Although the trails do not yet run on the opposite side of the river from Old Ottawa South, the long-term goal is that the Rideau Winter Trail would run all the way to the Mooney’s Bay ski centre so that OOS residents would have a lovely, lengthy ski trail at their doorstep.
In 2019 Councillors Mathieu Fleury and Tobi Nussbaum and Nicki Bridgland, CEO of Rideau Sports Centre on Donald Street, initiated a single groomed track along the river north of the Queensway. Last winter, a full pilot with weekly grooms of the trails ran from mid-January to early March, supported by the City of Ottawa and Councillors Fleury and Rawlson King, who had replaced Tobi Nussbaum who had become CEO of the NCC.
In November, Rideau Winter Trail of Ottawa, a not-for-profit, was established and building on the success of the pilot, extended the trails south of the Queensway. The new trails include the “mountain” just to the southeast of Hurdman LRT station.
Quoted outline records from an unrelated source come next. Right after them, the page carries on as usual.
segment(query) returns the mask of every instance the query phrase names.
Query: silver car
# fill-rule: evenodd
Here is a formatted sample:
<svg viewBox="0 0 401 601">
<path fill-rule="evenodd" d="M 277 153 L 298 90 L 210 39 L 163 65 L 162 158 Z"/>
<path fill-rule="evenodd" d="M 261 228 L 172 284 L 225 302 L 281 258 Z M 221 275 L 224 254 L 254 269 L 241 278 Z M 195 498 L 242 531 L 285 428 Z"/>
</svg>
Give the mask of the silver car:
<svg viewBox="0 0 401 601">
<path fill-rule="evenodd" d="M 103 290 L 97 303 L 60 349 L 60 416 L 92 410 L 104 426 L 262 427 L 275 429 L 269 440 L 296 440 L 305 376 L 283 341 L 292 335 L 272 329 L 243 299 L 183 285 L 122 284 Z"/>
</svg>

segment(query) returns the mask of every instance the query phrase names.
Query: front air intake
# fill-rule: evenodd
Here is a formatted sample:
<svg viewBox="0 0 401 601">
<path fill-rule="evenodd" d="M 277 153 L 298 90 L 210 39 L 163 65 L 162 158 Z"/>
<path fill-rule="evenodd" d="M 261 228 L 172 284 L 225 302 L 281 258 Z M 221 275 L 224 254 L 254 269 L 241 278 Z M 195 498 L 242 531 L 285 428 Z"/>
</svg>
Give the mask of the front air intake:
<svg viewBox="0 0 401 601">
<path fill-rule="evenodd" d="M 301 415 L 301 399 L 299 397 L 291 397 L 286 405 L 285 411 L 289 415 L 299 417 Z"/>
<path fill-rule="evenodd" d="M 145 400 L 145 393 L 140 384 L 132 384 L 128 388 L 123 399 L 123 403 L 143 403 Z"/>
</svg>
Once a week the trails will be groomed and this will be supplemented with grooming after heavy snowfalls. The trails are for all active winter enthusiasts: skiers, snow-shoers, walkers and fat-bike riders. The machine used for grooming flattens a wide swath of the trail for skate-skiers and others and also creates one track for classic skiers.
Peter Nor, a resident of Overbrook, is the chair of Rideau Winter Trail. Although he’s a coach at Nakkertok, eastern Canada’s largest cross country ski club, he and his two children are enjoying having fine cross-country skiing now at their doorstep. He encourages people to give the central winter trail a try and consider contributing to the crowd-funding that will keep it going and eventually allow the purchase of a grooming machine. Currently, grooming is being done by the renowned Lafleur firm.
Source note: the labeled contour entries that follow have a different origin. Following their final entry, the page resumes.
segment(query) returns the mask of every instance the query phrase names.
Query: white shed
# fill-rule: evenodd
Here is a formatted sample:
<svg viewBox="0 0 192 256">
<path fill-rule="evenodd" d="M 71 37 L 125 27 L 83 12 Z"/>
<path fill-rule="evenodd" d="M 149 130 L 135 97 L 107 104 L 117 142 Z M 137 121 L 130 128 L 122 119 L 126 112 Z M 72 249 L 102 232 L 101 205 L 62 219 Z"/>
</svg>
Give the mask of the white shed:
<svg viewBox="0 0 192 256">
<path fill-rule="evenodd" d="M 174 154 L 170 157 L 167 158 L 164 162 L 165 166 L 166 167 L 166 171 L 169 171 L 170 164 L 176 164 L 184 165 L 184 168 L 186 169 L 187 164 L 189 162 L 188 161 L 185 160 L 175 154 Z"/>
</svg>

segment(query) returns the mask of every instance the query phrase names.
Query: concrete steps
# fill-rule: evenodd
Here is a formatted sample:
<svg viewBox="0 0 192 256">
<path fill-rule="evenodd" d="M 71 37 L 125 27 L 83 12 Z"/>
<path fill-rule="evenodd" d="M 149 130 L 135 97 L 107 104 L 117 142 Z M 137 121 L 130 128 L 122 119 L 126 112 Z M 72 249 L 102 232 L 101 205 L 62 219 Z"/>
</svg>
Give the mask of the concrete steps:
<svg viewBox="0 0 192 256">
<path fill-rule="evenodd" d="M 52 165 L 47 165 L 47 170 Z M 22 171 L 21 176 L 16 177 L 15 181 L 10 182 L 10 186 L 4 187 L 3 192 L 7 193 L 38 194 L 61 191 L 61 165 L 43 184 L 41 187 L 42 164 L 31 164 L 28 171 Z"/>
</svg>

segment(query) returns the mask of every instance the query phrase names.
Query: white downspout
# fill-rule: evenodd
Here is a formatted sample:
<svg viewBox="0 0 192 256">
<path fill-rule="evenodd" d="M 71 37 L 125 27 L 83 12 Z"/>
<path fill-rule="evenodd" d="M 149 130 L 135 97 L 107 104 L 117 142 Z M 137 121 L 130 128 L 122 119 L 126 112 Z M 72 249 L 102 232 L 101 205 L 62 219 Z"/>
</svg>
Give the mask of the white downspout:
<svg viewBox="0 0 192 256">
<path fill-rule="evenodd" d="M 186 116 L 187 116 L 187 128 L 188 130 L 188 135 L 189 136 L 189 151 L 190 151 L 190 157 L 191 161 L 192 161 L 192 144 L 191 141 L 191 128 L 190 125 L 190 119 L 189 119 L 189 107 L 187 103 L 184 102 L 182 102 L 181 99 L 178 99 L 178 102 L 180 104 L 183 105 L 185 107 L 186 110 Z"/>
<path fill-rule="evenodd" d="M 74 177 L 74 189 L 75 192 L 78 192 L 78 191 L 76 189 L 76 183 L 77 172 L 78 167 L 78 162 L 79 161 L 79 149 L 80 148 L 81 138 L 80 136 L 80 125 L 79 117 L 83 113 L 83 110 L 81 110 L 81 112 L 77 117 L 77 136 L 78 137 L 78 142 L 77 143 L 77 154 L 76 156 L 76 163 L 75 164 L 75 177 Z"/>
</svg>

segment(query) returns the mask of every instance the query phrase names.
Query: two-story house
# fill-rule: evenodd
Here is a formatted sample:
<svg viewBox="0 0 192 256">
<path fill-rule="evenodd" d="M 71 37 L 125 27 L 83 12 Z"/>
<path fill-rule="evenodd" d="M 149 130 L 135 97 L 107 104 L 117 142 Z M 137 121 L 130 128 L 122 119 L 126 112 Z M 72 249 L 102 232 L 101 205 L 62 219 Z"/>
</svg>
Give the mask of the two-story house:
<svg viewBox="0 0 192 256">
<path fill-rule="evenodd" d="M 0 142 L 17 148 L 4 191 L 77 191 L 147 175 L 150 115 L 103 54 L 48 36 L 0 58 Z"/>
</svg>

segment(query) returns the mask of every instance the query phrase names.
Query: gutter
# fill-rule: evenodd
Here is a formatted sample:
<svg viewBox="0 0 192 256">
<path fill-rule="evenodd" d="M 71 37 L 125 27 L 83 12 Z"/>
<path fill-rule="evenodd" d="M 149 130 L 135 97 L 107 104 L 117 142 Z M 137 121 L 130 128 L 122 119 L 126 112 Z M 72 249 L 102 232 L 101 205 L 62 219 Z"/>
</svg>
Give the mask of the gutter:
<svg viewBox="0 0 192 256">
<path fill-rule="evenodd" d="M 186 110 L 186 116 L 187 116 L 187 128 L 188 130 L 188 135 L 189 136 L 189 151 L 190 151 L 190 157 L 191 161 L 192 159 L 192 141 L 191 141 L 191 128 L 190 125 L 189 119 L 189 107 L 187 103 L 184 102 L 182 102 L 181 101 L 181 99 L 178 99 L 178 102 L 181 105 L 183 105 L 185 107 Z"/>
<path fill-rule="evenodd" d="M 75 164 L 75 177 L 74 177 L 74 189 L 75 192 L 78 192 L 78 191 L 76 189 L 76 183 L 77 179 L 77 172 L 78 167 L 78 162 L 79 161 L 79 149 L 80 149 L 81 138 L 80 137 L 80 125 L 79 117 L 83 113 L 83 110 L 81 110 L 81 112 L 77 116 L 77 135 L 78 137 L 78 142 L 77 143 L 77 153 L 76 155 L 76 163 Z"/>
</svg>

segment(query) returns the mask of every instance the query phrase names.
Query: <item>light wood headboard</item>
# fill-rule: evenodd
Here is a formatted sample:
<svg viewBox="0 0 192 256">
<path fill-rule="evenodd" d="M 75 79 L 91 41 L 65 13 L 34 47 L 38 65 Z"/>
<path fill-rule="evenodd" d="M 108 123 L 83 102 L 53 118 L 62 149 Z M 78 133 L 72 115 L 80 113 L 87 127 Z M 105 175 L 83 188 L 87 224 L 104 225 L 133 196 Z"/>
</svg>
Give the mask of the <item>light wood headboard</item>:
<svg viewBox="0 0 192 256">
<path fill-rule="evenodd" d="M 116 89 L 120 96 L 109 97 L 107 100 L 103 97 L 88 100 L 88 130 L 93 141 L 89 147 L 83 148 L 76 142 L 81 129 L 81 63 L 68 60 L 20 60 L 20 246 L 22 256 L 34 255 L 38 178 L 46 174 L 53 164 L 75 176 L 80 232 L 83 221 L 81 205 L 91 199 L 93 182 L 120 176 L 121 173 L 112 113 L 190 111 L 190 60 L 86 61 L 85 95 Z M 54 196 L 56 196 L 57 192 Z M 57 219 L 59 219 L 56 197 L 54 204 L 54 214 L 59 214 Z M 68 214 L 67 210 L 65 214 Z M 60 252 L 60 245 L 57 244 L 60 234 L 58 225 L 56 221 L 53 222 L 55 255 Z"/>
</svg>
Nicki Bridgland, one of the trail’s founders, said in a CBC article that they drew inspiration from SJAM, the popular 16-kilometer winter trail in the west end of the city along the Sir John A. Macdonald Parkway.
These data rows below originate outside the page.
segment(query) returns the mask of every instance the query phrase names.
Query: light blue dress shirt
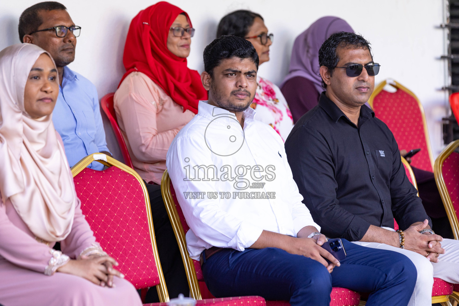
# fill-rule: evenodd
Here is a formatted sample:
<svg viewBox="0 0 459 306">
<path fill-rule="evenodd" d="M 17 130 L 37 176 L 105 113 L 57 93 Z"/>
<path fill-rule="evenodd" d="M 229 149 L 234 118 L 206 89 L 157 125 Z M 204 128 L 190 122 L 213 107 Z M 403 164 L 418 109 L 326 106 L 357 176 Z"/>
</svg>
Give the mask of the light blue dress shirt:
<svg viewBox="0 0 459 306">
<path fill-rule="evenodd" d="M 95 86 L 67 67 L 53 111 L 53 123 L 64 143 L 70 167 L 87 155 L 108 150 Z M 94 161 L 88 167 L 101 170 Z"/>
</svg>

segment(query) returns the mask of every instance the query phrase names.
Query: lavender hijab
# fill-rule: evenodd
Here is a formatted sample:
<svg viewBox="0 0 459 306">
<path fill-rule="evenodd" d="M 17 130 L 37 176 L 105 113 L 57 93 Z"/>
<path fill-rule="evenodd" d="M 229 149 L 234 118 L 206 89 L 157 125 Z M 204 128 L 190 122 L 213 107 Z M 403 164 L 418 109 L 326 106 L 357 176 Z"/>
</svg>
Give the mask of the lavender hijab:
<svg viewBox="0 0 459 306">
<path fill-rule="evenodd" d="M 319 93 L 324 91 L 319 74 L 319 50 L 332 34 L 341 31 L 354 32 L 351 26 L 341 18 L 327 16 L 316 20 L 298 35 L 293 44 L 289 72 L 280 85 L 295 77 L 302 77 L 314 83 Z"/>
</svg>

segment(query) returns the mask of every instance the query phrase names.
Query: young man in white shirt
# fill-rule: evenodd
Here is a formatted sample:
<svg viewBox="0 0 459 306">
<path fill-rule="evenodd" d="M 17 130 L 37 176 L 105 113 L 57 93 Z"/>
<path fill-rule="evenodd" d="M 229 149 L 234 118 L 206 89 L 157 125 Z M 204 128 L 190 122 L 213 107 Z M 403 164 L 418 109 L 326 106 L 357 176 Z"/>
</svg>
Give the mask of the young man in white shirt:
<svg viewBox="0 0 459 306">
<path fill-rule="evenodd" d="M 191 230 L 188 250 L 211 292 L 328 306 L 332 287 L 341 287 L 371 292 L 369 306 L 406 305 L 417 274 L 406 256 L 343 240 L 340 263 L 320 246 L 325 237 L 302 203 L 282 139 L 249 107 L 252 44 L 222 36 L 204 61 L 209 100 L 174 139 L 166 165 Z"/>
</svg>

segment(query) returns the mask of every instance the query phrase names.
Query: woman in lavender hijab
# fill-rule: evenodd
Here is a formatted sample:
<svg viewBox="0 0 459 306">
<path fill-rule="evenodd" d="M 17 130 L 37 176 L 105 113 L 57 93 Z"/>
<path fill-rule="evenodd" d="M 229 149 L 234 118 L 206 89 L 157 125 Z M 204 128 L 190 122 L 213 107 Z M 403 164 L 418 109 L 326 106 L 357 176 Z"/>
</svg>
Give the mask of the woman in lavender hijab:
<svg viewBox="0 0 459 306">
<path fill-rule="evenodd" d="M 319 50 L 332 34 L 341 31 L 354 32 L 340 18 L 322 17 L 295 39 L 289 73 L 280 86 L 294 122 L 317 105 L 319 95 L 324 91 L 319 74 Z"/>
</svg>

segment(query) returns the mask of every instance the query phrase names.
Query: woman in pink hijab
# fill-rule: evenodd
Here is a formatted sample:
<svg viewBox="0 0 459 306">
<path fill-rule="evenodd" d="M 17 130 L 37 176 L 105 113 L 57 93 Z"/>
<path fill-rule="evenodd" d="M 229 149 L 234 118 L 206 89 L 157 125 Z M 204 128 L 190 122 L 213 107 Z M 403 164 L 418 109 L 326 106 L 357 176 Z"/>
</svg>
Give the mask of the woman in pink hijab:
<svg viewBox="0 0 459 306">
<path fill-rule="evenodd" d="M 51 118 L 58 77 L 36 45 L 0 51 L 0 304 L 141 305 L 82 213 Z"/>
<path fill-rule="evenodd" d="M 341 31 L 354 32 L 341 18 L 322 17 L 295 39 L 289 73 L 280 85 L 294 122 L 317 105 L 324 90 L 319 74 L 319 50 L 332 34 Z"/>
</svg>

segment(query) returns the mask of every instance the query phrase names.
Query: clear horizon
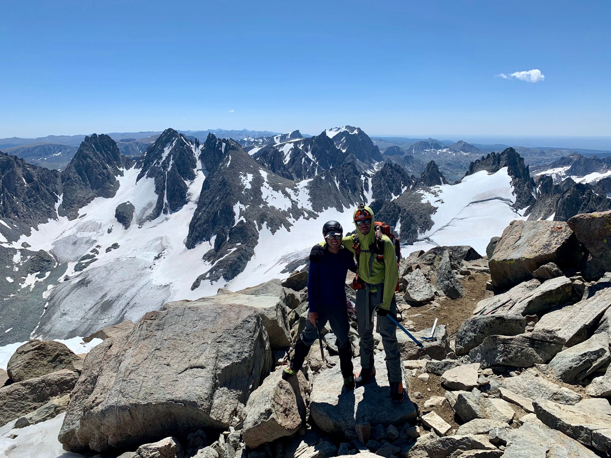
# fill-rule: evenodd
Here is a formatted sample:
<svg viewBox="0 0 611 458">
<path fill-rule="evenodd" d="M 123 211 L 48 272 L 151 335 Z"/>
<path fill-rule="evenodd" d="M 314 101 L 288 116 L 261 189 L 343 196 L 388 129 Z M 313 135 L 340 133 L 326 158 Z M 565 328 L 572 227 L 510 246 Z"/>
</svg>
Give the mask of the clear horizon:
<svg viewBox="0 0 611 458">
<path fill-rule="evenodd" d="M 606 2 L 73 0 L 3 12 L 2 138 L 346 124 L 403 133 L 386 136 L 610 134 Z"/>
</svg>

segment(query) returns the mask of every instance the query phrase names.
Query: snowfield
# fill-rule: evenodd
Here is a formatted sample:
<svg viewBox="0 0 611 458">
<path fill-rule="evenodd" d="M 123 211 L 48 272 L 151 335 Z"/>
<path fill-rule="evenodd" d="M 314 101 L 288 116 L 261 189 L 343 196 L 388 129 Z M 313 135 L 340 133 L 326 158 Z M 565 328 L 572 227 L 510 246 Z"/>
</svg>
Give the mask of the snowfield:
<svg viewBox="0 0 611 458">
<path fill-rule="evenodd" d="M 185 247 L 205 179 L 204 172 L 198 170 L 195 180 L 187 183 L 187 204 L 152 221 L 146 220 L 146 217 L 156 201 L 154 180 L 145 178 L 136 183 L 139 172 L 136 169 L 124 170 L 123 176 L 118 178 L 116 195 L 94 199 L 79 211 L 77 219 L 70 221 L 60 217 L 40 225 L 31 236 L 22 236 L 12 244 L 18 249 L 26 242 L 32 250 L 49 251 L 68 266 L 67 277 L 49 285 L 44 293 L 48 306 L 33 337 L 67 339 L 88 335 L 126 319 L 136 322 L 147 311 L 159 310 L 169 300 L 197 299 L 214 295 L 221 287 L 235 291 L 274 278 L 285 278 L 288 273 L 282 271 L 288 264 L 301 261 L 298 267 L 306 265 L 312 245 L 321 240 L 323 222 L 334 219 L 342 223 L 345 231 L 354 228 L 353 208 L 328 209 L 315 219 L 291 219 L 289 229 L 281 227 L 274 233 L 264 225 L 259 230 L 254 255 L 243 272 L 229 282 L 222 278 L 213 282 L 202 281 L 192 291 L 196 278 L 212 266 L 202 256 L 213 246 L 213 239 L 191 250 Z M 268 174 L 262 172 L 262 175 L 263 195 L 268 205 L 287 209 L 295 201 L 301 208 L 312 209 L 307 187 L 310 180 L 304 180 L 295 191 L 287 189 L 283 194 L 269 186 Z M 250 185 L 252 175 L 241 179 Z M 368 202 L 371 200 L 370 181 L 369 189 Z M 408 254 L 437 245 L 467 244 L 485 254 L 491 237 L 500 235 L 511 220 L 523 219 L 511 206 L 515 202 L 513 191 L 506 168 L 490 175 L 478 172 L 458 184 L 431 188 L 423 193 L 423 202 L 437 208 L 431 216 L 433 226 L 420 234 L 420 241 L 403 247 L 403 252 Z M 114 216 L 117 206 L 125 202 L 135 207 L 134 221 L 126 230 Z M 235 222 L 243 217 L 244 209 L 239 202 L 236 204 Z M 79 271 L 79 260 L 94 249 L 98 252 L 93 252 L 97 260 Z M 32 277 L 32 282 L 42 281 Z M 24 287 L 31 287 L 26 283 Z"/>
</svg>

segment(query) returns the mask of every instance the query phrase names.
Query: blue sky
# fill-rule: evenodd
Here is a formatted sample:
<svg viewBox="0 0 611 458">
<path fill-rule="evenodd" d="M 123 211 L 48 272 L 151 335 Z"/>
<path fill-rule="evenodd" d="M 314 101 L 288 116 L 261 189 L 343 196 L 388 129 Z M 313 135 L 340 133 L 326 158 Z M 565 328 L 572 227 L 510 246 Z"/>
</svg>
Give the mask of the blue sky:
<svg viewBox="0 0 611 458">
<path fill-rule="evenodd" d="M 413 136 L 611 136 L 606 0 L 2 10 L 0 137 L 346 124 Z M 510 76 L 532 69 L 544 80 Z"/>
</svg>

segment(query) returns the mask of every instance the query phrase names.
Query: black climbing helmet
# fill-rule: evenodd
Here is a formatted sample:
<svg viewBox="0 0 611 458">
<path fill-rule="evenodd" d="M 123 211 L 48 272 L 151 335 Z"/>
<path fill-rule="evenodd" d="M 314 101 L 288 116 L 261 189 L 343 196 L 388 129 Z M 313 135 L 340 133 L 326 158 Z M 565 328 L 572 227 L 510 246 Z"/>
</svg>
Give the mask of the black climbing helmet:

“We are so pleased to support the expansion of the groomed Rideau Winter Trail from the 417 into Capital Ward at Hurdman and Hospital Link road,” says Councillor Shawn Menard. “As we all stay close to home to limit the spread of COVID, it’s essential to have local spaces to ski, walk, and bike through the winter. This collaborative community-led effort is an exciting addition to the winter trails in our ward, and so important for mental and physical health.”
Details on the new winter trail can be found at: www.rideauwintertrail.ca.
John Dance is a resident of Old Ottawa East.